Processes are the way your business runs – whether you have mapped them or not. Mapping processes is a great way to visualise what happens in your business including who is involved across the organisation and for whom (the customer!). Process maps are the baseline against which process performance can be measured and issues identified.
How can you make sure that your process maps are relevant and useful?
Here are four questions to help you focus…
Having mapped, analysed, and improved processes for most of our professional lives, we thought we would summarise some key questions that we have learnt to ask as part of our process endeavours. We hope you will find them useful…
1. Why are you mapping?
We are still amazed at the amount of process documentation that some organisations have compiled over the years that are little more than (e-)shelf-ware – they are often out-of-date, use varying notations, and are not referenced as intended. They represent a history of initiatives and consultants who have done a lot of work that is (and perhaps was) not understood or valued by the leadership team of the day.
There are many good (and a few bad) reasons to map processes. Being clear about which reasons apply will help you to adopt the best approach to get useful outcomes.

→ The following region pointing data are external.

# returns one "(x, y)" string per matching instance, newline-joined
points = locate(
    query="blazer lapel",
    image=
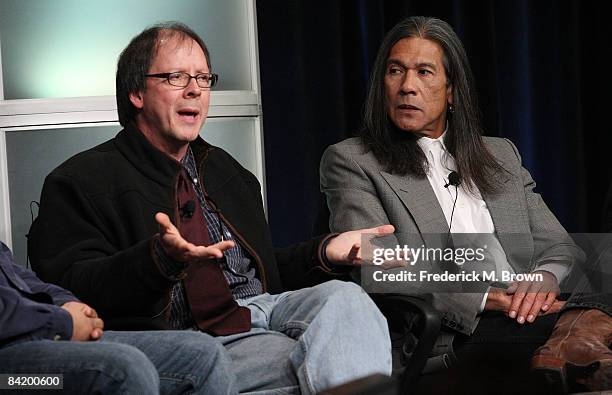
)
(419, 198)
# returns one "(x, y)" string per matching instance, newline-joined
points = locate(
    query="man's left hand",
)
(345, 249)
(529, 298)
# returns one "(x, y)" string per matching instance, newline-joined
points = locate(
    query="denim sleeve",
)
(21, 317)
(58, 294)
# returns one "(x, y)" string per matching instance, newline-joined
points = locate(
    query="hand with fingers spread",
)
(181, 250)
(346, 248)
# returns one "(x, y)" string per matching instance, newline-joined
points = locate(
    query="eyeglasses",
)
(180, 79)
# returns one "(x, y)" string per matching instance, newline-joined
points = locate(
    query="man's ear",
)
(137, 100)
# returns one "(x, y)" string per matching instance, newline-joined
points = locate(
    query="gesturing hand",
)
(180, 249)
(85, 322)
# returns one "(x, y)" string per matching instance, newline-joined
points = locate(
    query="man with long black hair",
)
(421, 164)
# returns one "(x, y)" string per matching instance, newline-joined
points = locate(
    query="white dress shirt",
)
(471, 214)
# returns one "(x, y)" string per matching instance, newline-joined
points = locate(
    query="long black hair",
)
(397, 150)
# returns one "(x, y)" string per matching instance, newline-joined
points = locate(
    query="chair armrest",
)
(416, 315)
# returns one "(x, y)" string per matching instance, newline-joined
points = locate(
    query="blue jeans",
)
(309, 340)
(152, 362)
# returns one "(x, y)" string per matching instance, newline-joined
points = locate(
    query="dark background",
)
(542, 75)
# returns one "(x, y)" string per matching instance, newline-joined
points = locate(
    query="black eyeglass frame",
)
(213, 78)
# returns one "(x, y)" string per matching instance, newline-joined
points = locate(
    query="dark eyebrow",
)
(392, 61)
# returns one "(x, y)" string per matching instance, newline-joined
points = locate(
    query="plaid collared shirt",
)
(237, 266)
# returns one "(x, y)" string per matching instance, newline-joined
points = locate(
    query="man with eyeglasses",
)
(157, 223)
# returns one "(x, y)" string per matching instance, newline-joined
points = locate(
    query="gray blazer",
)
(360, 194)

The most common reasons to map a process include:
- As part of a general business review
- To support compliance and risk management regimes
- To develop a shared understanding of general issues that the business is experiencing
- To identify specific improvement opportunities
- As part of a systems requirements effort to support ICT systems implementation
- To map the enterprise “just because we can” (hint: this is not a good reason!)
Understanding our reasons will inform the approach to undertaking the work… and sometimes even whether the work should be undertaken at all!
2. Who are you mapping for?
Unused process documentation (hardcopy or electronic) is a stark reminder that the stakeholder engagement aspects of process work is much more important than being technically adept as to how process information is gathered and represented, and what conventions are used.
There are different types of process stakeholders:
- The executive accountable for the potential process improvements
- The process steward whose role it is to ensure the performance of the process
- The players in the process who have a role in enacting it
- The customers (internal and external) of the process who feel the direct impact of the process performance
- The systems design team who will supply the ICT platform
Spend at least the same effort engaging staff and management in the mapping activities as on the technicalities of mapping the processes. Engage them through interviews and collaborative workshops and provide opportunities to elicit feedback and ideas throughout the exercise.
3. What is the context of the process?
An organisation chart is useful in understanding the structure and reporting lines in an enterprise though it gives little information on how work is done and for whom. Hence the value of taking a process perspective.
Part of the appeal and value of process mapping is being able to visualise what happens, how, when, and by whom. While processes are cross-functional, budgets are often allocated organizationally and so many process mapping projects have a limited scope based on the organisational boundaries within which the project is being funded.
These limitations are very real though your process endeavours need not be compromised by such functional realities.
We always start our process mapping projects with context maps that clearly place the process project within the customer, organisational, process, and project context of the rest of the enterprise. That is:
- Customer – who does this process serve – what are their needs and expectations?
- Organisation – Who owns this process and who else is involved in its successful enactment?
- Process Scope – what is the process model of the enterprise and where does this process mapping/improvement project sit on context of other processes?
- Project – What other projects are in flight or planned that may be related to this process?
4. What is the current state?
Unless we are designing a “green fields” process, being clear about the current state of the process is an essential pre-requisite for initiating incremental improvements or radical redesign.
A key reason why executives do not have a shared vision of the future state of the enterprise/processes is that they do not have a shared understanding of the current state – the strengths, the issues, or the opportunities. Using effective visualisation methods is essential for focusing any cross-functional team on what the current state is, the issues, the opportunities, the priorities.
A word of caution:
Our experience, is that much of the shelf-ware we spoke of earlier is the result of ‘analysis paralysis’ – too much effort and detail in mapping of the current state without benefit will often see any process effort (and the process roles/group) shelved. Process for process sake is the bane of the functional executive.
Map enough of the current state to:
- create the dialogue with the executive team;
- engage enough of the management team that they become champions of the need for process improvement; and
- enough of the operational staff to ensure a shared understanding and ownership.
Of course, the amount of detail and rigour of your current state mapping should be driven by the why and for whom questions earlier, though in general we suggest that you do enough of the current state to enable the stakeholders to:
- Get a high-level shared understanding the enterprise/process/issues
- Identify and prioritise the issues
- Agree on where ‘deep-dive’ process mapping is appropriate
- Scope the improvement projects
It is not a one-off exercise!
The words “process mapping” and “process improvement” are usually followed by the word “project”. While you do need good project management discipline and practices to undertake a process initiative; mapping processes with no commitment to use the process documentation for managing and improving the business will just add to the shelf ware. Use these questions to guide your process mapping and engage the stakeholders in understanding the real value of taking a process view of the enterprise.
Our focus for more than a decade has been on ensuring that the enterprise has a focus and capability to manage their processes as much as they do for mapping and improving them. Why invest in process improvement if the improved processes will fall into decay because they are not managed as part of standard operations?